India’s growing fruit processing sector to spark postharvest progress
Frost & Sullivan materials & food research analyst Srividyaranjani Venkatasubramanian, said health-conscious consumers have already prompted several beverage manufacturers to switch from aerated to fruit juice-based drinks.
“Manufacturers are conducting trials to derive fruit pulp, purées, and juices from seasonal fruits and store them for future use. They are striving to make seasonal fruit products available throughout the year.”
The boom in the Indian retail industry has benefited the food processing sector, which has boosted the country’s fruit and vegetable extract market.

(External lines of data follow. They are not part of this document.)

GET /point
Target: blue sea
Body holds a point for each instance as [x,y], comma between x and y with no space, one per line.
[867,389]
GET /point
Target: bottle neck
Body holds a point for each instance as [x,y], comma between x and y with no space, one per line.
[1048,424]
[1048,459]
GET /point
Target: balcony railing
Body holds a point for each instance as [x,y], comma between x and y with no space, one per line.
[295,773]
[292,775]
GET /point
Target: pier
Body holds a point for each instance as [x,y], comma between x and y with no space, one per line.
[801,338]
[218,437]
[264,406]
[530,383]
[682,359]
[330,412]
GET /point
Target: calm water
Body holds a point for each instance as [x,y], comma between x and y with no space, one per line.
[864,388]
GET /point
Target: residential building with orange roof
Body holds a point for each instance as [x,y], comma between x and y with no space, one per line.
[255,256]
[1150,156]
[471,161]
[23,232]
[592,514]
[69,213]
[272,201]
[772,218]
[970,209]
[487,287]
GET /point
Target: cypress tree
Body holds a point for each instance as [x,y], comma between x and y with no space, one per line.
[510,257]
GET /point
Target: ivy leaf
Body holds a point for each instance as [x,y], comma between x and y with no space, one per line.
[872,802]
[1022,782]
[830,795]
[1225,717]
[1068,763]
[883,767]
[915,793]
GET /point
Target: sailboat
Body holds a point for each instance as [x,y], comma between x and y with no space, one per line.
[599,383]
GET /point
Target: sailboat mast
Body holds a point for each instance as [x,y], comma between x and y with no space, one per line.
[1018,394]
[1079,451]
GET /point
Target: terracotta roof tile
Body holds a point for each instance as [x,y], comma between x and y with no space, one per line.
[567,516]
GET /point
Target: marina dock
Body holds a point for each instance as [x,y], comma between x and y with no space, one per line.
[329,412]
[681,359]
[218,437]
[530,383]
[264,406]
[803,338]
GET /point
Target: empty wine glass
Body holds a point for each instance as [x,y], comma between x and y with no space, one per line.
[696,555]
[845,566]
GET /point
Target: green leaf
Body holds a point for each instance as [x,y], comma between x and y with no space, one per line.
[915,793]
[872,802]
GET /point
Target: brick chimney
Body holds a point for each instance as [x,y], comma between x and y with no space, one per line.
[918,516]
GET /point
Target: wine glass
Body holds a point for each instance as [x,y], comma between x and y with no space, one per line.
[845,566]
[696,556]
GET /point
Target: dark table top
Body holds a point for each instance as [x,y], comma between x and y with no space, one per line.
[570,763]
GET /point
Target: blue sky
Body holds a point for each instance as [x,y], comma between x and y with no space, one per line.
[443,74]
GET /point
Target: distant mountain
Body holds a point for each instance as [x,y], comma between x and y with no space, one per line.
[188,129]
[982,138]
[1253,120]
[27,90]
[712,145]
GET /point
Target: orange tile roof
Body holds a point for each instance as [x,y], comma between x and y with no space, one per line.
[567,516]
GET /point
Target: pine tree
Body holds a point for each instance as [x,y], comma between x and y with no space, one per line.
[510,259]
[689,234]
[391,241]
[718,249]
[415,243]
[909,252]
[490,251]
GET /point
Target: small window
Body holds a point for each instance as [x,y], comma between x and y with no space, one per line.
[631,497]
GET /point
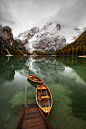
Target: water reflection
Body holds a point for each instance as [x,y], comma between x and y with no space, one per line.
[65,77]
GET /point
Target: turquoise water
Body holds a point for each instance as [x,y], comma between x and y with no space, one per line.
[66,79]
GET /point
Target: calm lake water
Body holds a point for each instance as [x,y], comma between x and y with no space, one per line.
[66,79]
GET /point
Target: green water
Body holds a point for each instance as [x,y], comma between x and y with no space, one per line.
[66,79]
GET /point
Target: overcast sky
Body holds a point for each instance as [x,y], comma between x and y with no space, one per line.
[21,15]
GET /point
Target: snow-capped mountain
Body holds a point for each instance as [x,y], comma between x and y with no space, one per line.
[52,36]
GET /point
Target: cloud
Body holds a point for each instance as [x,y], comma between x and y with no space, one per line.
[5,13]
[72,14]
[21,15]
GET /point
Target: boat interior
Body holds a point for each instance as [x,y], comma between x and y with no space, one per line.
[44,97]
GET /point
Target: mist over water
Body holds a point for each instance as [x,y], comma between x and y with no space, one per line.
[64,76]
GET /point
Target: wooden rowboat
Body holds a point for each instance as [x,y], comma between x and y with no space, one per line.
[35,79]
[44,99]
[33,118]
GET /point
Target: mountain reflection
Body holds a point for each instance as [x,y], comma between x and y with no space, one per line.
[47,68]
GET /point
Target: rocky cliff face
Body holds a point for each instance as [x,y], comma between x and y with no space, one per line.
[8,44]
[46,38]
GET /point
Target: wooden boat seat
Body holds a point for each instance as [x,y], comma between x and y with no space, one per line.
[44,97]
[43,88]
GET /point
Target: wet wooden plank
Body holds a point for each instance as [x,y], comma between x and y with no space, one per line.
[32,119]
[31,125]
[36,127]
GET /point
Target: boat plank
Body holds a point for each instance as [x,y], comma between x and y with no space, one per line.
[33,119]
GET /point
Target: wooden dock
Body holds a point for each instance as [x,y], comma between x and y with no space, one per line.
[33,118]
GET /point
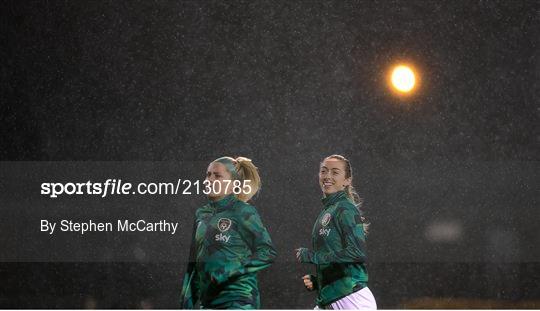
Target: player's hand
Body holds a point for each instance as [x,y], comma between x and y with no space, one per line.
[307,282]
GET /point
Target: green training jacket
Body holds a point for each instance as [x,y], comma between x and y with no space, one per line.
[230,244]
[338,250]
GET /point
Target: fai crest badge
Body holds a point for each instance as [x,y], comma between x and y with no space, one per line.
[224,224]
[326,219]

But Venkatasubramanian warned insufficienct infrastructure to minimize agricultural wastage and heavy postharvest losses would affect the availability, reliability and price of products as well as holding back future growth.
“There should be proper postharvest storage warehouses. There’s an insufficient integrated cold storage chain. For every step where the fruit is transported to another location then this maximises the loss and this is one factor which could be hindering the market.”
She said the government was trying to reduce food inflation and was introducing policies and plans such as food parks with state-subsidized food industry companies located together operating in an integrated way.
“There are lots of policies coming out in the the next five to seven years to adopt postharvest facilities. Basically, the processed fruit industry is getting interest from India’s ministries of commerce and industry.”
The government plans to open 30 mega food parks by the end of this year and by 2015 is aiming to triple the processed food sector.
Fruit and vegetable processing units are exempt from taxes, while the fruit and vegetable processing industry is to receive bank lending priority.